Earth Hour Science

At 20.30 UK time today millions of people all over the world will be taking part in Earth Hour by switching off their lights.  We think this is a great idea not just because we think raising awareness of our energy use is vitally important (we consider some of the challenges in meeting our energy needs in our A Rough Guide to Engineering show), not just because the dark is beautiful and most of us, unless we live in or near a fabulous Dark Skies Preserve don’t get nearly enough of it, but also because there is some great science to be done in the dark. So why not spend some of Earth Hour doing some dark science, then let us know how you get on on our facebook page or by tweeting us @scimadesimple. Here are three of our favourite experiments in the dark to get you started:

1. Minty Fresh Flash

Polo mints. Photo: Andrew Mason (CC-BY)

The experiment:

You need to be in the darkest place you can find for this experiment.  Take a polo mint and snap it in half.  You should see a flash of light as it breaks.  You can also try pulling some sticky tape quickly off the roll or crushing those sugar crystals.

What’s happening?

As the mint breaks the positive and negative charges in some of the molecules are separated.  As they recombine the surrounding air gets ionised, generating a flash of light.  This is known as Triboluminescence.

So what?

It’s not just sweets, sticky tape and sugar, quartz crystals also display triboluminescence.  This has been used by Uncompahgre Ute Indians in night time ceremonies to produce rattles that glow when shaken.

2. Relighting candle

You may not want to spend the whole of Earth Hour in total darkness so why not light a candle?

The experiment:

Candle flame.
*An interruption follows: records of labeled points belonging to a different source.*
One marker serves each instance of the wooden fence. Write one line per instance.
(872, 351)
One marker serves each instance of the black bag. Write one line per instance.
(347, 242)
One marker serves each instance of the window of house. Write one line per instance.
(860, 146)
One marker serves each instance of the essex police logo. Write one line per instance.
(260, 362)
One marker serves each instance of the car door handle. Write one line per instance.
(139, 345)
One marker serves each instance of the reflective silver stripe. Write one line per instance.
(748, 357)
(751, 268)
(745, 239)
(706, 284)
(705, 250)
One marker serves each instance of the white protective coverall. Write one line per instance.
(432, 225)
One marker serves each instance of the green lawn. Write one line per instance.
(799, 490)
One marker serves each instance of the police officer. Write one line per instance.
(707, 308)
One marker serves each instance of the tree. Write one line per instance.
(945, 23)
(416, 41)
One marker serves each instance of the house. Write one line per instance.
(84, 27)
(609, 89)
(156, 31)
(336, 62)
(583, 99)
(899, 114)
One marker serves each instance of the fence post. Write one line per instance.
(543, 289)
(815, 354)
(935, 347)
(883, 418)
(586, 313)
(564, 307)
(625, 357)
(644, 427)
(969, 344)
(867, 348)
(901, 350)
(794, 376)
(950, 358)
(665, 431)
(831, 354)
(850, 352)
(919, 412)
Photo: Matthew Bowden (CC-BY)

Light your candle.  Have another match ready, then blow the candle out.  Light the new match and hold the flame in the smoke coming from the candle (but not touching the wick).  Watch as the smoke catches fire and the flame travels back to the wick, relighting the candle.

What’s happening?

The smoke from the candle contains bits of unburned candle wax (if the candle burnt completely all that would be produced would be carbon dioxide and water vapour, neither of which are visible).  For a flame three things are needed: heat, fuel and oxygen.  When you put the match flame in the candle smoke you have all three, so the smoke catches fire and the flame burns through the smoke to the wick.

So what?

The more smoky the candle the less completely it has burned (try it with different types of candle to see which works best).  This is important because we want fuel to burn as completely as possible, whether in a power station or burning wood to cook.  In either case the more incomplete the burning the more fuel we have to burn to get the same effect and the more polluting smoke particles are released into the atmosphere.

3. Eerie Eyes

Now you’ve lit your candle, you can use it for this experiment.

The experiment:

Eye shut. Photo: Ruth Ellison (CC-BY)

Look at a candle (or other dim light warning: do not use a source brighter than a candle, you could damage your eyes) with your eyes open for a few seconds, then close your eyes, an ‘after-image’ of the candle will appear.  If you move your eyes around the image should move around with them, and fade after a few seconds.  

What’s happening?

There are light sensitive cells in your eyes called ‘rods’. When light hits these, they are ‘depolarised’, and have to be repolarised before they can be used again. When the image is removed (you stop looking at the light) there is a short period when they are still depolarised, giving the impression that the image is still there.  So, when you close your eyes you can see an after-image of the light while they repolarise.

So what?

This effect can also influence our colour perception.  Staring at a colour and then looking immediately at another will result in a distortion in the second colour as a result of the after-image of the first.